Storms seem to be growing fiercer, and even when no storms rage, it seems that the winds are gusting higher than they once did.  When I began fishing offshore, absent a tropical storm or the occasional cold front, the last two or three weeks of July and the first two of August were reliably calm, with the NOAA forecast usually calling for winds between 10 and 20 knots, and seas between 2 and 4 feet.  Often, a big Bermuda high would settle in off the East Coast, and we’d enjoy uninterrupted calm seas for weeks at a time.  For many years, before I bought a larger boat, I chartered every summer, and never had a trip blown out.  Today, wind seems to be the rule, and not the exception, and comfortable days offshore are nowhere nearas common as they used to be.

Fish stocks are shifting.  I already mentioned fluke and black sea bass, which are more abundant off southern New England than they once were.  Cobia and warm-water sharks are now regulars off Long Island.  Dolphin abound.  Every year, there are more reports of black drum, spot, and croaker being taken from local waters.  

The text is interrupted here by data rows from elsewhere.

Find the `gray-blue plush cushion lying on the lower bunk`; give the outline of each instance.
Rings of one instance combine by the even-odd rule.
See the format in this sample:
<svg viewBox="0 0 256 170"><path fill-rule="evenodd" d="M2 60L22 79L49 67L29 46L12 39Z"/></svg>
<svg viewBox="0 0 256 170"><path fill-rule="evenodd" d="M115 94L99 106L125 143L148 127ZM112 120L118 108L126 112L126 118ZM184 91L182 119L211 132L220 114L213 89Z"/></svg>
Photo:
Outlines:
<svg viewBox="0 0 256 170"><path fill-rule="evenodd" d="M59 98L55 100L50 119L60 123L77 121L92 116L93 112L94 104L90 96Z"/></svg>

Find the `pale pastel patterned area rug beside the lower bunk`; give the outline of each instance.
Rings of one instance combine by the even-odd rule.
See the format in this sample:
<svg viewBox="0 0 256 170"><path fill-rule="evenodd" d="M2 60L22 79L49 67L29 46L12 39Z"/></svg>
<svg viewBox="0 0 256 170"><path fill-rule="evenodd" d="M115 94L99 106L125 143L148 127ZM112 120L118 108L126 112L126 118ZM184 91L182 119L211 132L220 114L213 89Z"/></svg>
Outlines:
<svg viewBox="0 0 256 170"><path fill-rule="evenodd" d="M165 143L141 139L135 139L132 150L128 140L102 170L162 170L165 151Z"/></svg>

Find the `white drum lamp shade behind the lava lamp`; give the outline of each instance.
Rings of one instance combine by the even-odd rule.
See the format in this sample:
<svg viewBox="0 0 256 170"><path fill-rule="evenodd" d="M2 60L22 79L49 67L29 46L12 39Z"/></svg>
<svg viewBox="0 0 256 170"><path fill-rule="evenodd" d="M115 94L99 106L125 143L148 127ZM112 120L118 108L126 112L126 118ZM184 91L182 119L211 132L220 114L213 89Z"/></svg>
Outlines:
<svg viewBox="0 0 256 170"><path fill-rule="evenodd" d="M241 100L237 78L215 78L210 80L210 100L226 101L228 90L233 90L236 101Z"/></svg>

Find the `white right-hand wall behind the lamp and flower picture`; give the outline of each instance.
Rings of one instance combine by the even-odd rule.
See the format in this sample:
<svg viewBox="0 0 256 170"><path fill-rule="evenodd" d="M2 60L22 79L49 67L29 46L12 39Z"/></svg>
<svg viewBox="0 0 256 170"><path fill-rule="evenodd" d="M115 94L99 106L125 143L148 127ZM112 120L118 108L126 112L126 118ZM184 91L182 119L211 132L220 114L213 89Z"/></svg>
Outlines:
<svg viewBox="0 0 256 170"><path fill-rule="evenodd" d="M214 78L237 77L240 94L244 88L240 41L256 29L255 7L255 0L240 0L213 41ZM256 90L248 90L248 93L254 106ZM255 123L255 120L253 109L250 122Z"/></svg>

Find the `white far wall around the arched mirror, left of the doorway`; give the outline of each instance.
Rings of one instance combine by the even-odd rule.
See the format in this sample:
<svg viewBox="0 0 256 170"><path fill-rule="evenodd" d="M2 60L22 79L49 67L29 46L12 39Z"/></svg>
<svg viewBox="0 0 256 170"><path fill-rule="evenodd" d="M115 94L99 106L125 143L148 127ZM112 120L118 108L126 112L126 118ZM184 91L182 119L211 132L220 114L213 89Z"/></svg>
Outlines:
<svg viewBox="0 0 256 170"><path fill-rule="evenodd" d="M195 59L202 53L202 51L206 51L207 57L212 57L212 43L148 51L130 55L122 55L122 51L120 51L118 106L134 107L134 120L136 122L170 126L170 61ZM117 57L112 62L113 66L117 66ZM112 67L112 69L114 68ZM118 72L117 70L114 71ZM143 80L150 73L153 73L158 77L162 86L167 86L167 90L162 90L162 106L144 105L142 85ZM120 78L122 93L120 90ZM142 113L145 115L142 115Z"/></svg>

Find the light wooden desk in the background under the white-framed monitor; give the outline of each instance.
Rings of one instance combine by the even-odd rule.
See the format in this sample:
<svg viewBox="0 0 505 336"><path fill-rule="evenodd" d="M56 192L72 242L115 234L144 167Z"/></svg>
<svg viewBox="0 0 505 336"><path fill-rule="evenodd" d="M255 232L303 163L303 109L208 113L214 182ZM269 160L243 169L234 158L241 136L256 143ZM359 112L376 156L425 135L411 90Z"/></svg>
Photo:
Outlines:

At the same time, even though pollock are abundant farther north, the once-spectacular late spring run off Block Island is now just a memory, while the silver hake (“whiting”) that once fueled a very active for-hire fishery off northern New Jersey and western Long Island ended long ago, although the species remains abundant offshore.

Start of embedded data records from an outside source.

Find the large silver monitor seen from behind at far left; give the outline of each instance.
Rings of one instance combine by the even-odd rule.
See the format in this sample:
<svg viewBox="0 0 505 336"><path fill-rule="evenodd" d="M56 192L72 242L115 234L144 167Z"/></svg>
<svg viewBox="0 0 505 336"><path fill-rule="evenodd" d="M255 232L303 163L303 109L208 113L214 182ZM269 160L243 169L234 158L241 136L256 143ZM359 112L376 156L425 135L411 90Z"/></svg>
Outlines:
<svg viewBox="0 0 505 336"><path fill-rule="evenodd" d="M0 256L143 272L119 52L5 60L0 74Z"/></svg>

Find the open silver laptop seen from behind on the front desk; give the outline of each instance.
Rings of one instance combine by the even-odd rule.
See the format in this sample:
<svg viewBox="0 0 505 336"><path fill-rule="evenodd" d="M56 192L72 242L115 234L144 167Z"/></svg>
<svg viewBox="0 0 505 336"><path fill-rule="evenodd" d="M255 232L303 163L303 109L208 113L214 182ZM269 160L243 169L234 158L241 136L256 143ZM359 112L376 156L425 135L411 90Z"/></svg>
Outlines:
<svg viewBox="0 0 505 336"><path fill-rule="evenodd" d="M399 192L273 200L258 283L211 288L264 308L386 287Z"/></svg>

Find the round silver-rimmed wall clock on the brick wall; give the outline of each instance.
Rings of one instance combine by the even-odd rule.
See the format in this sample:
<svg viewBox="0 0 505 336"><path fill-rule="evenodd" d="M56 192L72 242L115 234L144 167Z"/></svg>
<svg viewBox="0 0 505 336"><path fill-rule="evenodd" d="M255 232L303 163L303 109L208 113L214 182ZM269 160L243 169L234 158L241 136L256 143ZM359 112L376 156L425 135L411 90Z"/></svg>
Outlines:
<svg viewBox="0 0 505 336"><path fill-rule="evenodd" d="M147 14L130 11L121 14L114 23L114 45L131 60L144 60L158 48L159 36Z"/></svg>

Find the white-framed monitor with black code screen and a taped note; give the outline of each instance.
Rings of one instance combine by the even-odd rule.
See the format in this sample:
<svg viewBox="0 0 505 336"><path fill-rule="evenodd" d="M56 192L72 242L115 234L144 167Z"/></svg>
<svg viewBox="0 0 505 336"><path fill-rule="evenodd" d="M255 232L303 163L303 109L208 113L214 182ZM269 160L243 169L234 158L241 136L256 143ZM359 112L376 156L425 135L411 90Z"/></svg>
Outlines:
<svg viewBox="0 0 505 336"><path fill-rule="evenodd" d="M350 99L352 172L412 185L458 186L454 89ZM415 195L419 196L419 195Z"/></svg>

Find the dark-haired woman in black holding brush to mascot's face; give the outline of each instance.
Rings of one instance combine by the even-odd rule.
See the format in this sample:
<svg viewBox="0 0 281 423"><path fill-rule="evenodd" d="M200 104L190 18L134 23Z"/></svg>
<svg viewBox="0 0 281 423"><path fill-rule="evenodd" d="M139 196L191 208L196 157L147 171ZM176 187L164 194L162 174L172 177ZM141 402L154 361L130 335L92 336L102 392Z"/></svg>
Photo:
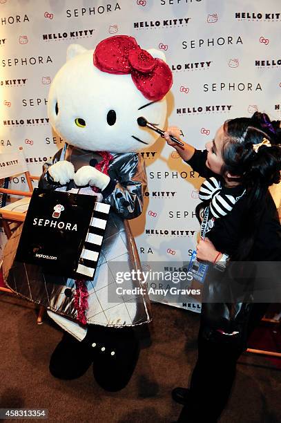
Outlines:
<svg viewBox="0 0 281 423"><path fill-rule="evenodd" d="M196 209L201 222L196 252L198 260L215 263L212 269L227 269L234 261L281 261L281 226L268 189L280 182L279 127L279 121L258 112L252 118L228 120L205 151L173 142L169 135L178 136L173 128L164 135L182 159L207 178L200 188L203 202ZM224 278L222 274L221 285ZM172 393L184 405L177 422L217 422L231 393L236 362L267 310L266 303L212 304L208 296L214 290L206 282L191 385Z"/></svg>

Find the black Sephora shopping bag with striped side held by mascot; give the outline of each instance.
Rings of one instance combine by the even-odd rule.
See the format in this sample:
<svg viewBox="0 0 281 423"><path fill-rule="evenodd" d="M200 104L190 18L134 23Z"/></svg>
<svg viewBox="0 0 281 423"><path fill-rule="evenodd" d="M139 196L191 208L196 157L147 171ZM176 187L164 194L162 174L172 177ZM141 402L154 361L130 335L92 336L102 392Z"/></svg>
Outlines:
<svg viewBox="0 0 281 423"><path fill-rule="evenodd" d="M93 279L109 209L97 196L35 188L16 260L46 273Z"/></svg>

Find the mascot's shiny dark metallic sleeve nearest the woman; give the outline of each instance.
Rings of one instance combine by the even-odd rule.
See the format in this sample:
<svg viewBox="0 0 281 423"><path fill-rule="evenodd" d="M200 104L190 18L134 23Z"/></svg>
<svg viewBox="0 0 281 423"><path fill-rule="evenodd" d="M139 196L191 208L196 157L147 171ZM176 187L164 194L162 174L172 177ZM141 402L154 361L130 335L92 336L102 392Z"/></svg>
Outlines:
<svg viewBox="0 0 281 423"><path fill-rule="evenodd" d="M103 203L124 219L133 219L142 213L144 191L146 190L146 168L142 156L136 153L125 155L125 160L110 169L110 182L101 191ZM120 160L120 159L119 159Z"/></svg>

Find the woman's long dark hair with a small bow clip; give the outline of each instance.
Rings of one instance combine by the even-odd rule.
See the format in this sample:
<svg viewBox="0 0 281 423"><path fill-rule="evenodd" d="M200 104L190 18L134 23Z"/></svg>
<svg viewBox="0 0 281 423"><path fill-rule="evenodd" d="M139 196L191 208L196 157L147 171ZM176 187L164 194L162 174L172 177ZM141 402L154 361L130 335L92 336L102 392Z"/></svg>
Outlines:
<svg viewBox="0 0 281 423"><path fill-rule="evenodd" d="M244 213L238 250L232 260L251 259L255 234L266 207L270 185L280 182L281 130L280 121L269 120L265 113L254 113L252 118L236 118L224 123L226 142L222 151L222 175L240 176L246 189ZM269 140L271 147L262 145L257 152L253 144ZM235 178L235 180L237 180Z"/></svg>

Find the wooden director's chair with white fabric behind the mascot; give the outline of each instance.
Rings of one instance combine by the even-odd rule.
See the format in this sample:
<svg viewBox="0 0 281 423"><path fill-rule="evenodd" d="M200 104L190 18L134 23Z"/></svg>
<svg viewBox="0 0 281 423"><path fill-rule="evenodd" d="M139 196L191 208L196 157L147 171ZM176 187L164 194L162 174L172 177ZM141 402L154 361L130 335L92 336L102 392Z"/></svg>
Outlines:
<svg viewBox="0 0 281 423"><path fill-rule="evenodd" d="M24 174L26 182L28 184L28 191L19 191L17 189L0 188L0 193L9 194L10 196L23 197L19 200L12 201L5 207L0 208L0 218L4 229L4 232L9 239L12 236L12 232L17 229L23 220L26 218L26 212L28 211L28 205L30 203L30 197L33 191L33 180L39 180L38 176L31 176L26 164L26 158L23 155L22 147L18 151L12 153L0 153L0 179L12 178L19 174ZM15 198L13 198L15 199ZM0 263L0 268L2 263ZM9 288L0 286L0 291L13 293ZM40 306L39 314L37 317L37 323L41 324L43 319L45 308Z"/></svg>

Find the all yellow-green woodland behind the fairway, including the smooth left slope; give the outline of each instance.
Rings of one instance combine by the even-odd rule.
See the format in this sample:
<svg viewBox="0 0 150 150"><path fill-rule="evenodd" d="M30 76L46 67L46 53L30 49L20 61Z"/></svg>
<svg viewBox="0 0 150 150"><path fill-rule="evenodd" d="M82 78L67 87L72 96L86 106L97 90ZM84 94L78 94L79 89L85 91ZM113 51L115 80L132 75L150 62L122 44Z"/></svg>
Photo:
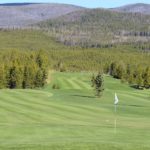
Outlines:
<svg viewBox="0 0 150 150"><path fill-rule="evenodd" d="M0 37L0 88L42 87L49 69L103 71L135 88L150 87L150 52L141 48L148 47L147 43L100 48L68 47L41 31L0 32L3 35Z"/></svg>

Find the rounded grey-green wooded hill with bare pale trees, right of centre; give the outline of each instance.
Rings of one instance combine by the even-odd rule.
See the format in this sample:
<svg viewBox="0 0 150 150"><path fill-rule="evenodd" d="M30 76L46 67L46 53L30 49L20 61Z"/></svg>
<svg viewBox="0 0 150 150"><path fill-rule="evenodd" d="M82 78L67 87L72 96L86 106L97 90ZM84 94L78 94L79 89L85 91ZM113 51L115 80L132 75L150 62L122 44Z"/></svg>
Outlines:
<svg viewBox="0 0 150 150"><path fill-rule="evenodd" d="M148 42L149 24L149 15L90 9L47 20L38 26L67 45L101 46L118 42Z"/></svg>

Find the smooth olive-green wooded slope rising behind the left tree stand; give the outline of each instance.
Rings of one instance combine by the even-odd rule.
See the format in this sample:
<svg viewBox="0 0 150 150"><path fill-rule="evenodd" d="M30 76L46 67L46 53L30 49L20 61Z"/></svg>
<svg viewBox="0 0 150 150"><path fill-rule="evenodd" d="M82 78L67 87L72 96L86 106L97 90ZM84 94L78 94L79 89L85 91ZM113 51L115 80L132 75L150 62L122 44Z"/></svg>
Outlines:
<svg viewBox="0 0 150 150"><path fill-rule="evenodd" d="M52 38L36 30L0 31L0 50L56 50L63 48Z"/></svg>

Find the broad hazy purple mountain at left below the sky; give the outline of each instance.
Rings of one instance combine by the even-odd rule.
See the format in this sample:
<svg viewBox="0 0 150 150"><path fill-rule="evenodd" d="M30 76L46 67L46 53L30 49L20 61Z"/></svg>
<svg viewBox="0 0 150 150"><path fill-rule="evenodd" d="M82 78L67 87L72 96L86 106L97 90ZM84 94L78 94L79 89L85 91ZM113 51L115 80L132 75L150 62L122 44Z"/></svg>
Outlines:
<svg viewBox="0 0 150 150"><path fill-rule="evenodd" d="M0 28L24 27L84 8L67 4L8 3L0 5Z"/></svg>

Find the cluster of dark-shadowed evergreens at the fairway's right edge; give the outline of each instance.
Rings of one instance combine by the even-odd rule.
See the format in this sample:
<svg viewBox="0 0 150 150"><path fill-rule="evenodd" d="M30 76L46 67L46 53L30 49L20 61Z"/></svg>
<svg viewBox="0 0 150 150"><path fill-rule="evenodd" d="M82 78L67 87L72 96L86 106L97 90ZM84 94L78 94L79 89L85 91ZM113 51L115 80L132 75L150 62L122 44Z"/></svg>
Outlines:
<svg viewBox="0 0 150 150"><path fill-rule="evenodd" d="M150 88L150 66L113 62L110 64L107 71L114 78L121 79L123 82L128 82L135 88Z"/></svg>

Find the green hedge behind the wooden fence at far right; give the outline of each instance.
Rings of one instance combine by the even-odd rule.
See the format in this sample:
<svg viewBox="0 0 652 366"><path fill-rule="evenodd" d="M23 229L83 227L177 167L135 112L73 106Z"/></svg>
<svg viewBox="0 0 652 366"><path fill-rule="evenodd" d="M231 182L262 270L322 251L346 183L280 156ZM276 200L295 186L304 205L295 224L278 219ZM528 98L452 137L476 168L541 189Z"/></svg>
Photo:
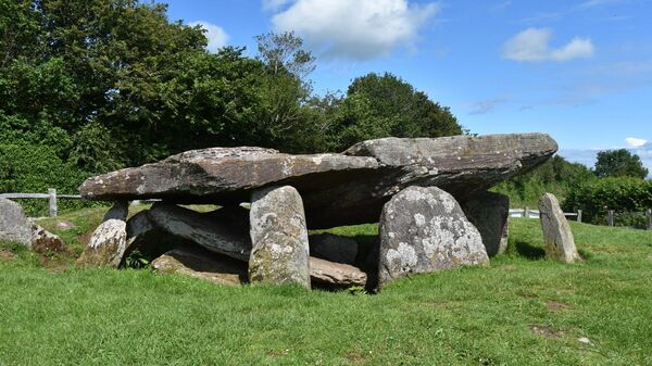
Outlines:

The recreational fishing and boating industry is, more and more, focused on wealthy consumers who are willing and able to spend their money on the fast boats, state of the art electronics, and high-tech fishing gear needed to find and exploit locally abundant fish, while the surfcaster or low-income angler, limited in where he or she can fish, suffers from local scarcity and declining abundance.

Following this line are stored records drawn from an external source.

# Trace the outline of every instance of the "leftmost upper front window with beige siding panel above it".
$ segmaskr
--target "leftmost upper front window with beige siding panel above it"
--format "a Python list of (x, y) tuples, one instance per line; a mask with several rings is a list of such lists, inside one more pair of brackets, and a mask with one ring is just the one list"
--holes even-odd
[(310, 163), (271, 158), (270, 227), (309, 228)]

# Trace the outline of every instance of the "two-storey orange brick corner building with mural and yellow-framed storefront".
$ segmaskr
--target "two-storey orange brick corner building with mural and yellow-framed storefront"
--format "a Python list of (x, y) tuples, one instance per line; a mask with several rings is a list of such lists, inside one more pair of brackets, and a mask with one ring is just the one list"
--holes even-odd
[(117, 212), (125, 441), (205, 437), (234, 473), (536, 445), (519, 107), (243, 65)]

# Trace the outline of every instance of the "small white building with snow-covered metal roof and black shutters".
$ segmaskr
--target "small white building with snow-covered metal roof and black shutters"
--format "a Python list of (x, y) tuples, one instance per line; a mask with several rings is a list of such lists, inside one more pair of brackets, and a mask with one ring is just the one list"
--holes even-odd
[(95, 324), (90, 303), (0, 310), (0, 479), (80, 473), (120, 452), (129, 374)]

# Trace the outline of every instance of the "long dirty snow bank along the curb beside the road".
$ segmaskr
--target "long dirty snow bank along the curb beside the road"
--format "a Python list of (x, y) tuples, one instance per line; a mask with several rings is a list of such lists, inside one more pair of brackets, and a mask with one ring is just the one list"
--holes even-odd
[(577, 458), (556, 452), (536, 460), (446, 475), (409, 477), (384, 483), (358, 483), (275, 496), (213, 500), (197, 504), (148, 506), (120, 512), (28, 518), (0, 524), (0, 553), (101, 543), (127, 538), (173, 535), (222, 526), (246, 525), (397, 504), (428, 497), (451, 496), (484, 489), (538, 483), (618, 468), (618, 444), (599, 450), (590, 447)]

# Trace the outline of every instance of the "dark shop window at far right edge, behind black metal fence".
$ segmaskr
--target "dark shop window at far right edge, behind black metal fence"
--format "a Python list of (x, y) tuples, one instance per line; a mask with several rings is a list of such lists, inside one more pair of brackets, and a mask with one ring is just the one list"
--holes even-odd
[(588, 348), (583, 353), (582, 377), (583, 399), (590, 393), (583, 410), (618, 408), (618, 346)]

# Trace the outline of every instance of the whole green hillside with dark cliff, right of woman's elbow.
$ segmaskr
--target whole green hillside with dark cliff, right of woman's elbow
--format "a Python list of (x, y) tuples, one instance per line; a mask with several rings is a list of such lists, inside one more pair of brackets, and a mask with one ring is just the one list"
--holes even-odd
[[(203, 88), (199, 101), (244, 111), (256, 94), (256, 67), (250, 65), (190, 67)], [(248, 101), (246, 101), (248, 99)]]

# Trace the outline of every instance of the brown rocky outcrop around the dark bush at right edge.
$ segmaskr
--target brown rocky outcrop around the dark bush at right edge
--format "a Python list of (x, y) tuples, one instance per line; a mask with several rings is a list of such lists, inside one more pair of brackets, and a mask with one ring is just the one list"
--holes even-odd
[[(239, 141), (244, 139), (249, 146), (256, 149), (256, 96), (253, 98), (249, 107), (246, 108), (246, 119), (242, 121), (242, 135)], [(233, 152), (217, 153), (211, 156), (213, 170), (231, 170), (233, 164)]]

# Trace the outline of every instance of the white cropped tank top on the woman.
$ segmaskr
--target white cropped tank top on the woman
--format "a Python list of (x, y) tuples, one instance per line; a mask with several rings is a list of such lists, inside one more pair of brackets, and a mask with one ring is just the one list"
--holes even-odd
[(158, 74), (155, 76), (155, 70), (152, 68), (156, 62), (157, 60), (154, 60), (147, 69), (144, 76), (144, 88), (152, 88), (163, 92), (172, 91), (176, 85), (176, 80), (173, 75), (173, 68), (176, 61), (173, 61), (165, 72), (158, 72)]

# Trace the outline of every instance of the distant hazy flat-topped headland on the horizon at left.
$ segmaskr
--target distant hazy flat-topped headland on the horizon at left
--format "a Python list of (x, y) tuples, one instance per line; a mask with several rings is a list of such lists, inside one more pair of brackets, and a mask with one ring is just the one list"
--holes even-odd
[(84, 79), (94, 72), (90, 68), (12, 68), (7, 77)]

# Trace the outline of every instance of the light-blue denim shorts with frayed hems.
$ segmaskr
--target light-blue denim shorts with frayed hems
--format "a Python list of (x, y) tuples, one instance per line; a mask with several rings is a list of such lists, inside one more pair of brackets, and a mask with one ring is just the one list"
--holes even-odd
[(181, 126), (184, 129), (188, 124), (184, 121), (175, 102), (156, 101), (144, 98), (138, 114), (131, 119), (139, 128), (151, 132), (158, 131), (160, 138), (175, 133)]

In those respects, all four scenarios are coming true.

Right now, given the many uncertainties, we can’t confidently predict which of the scenarios comes closest to future realities.  All we can know right now is that things are changing, and will continue to change.  Whether such change is for the better or worse may depend on just where you’re standing.

Still, it’s somewhat comforting to know that NOAA, the councils, and the ASMFC are trying to prepare for at least some of the possible eventualities.  While we can’t avoid the consequences of a warming sea, with enough preparation and perhaps some luck, we might at least deflect the worst impacts.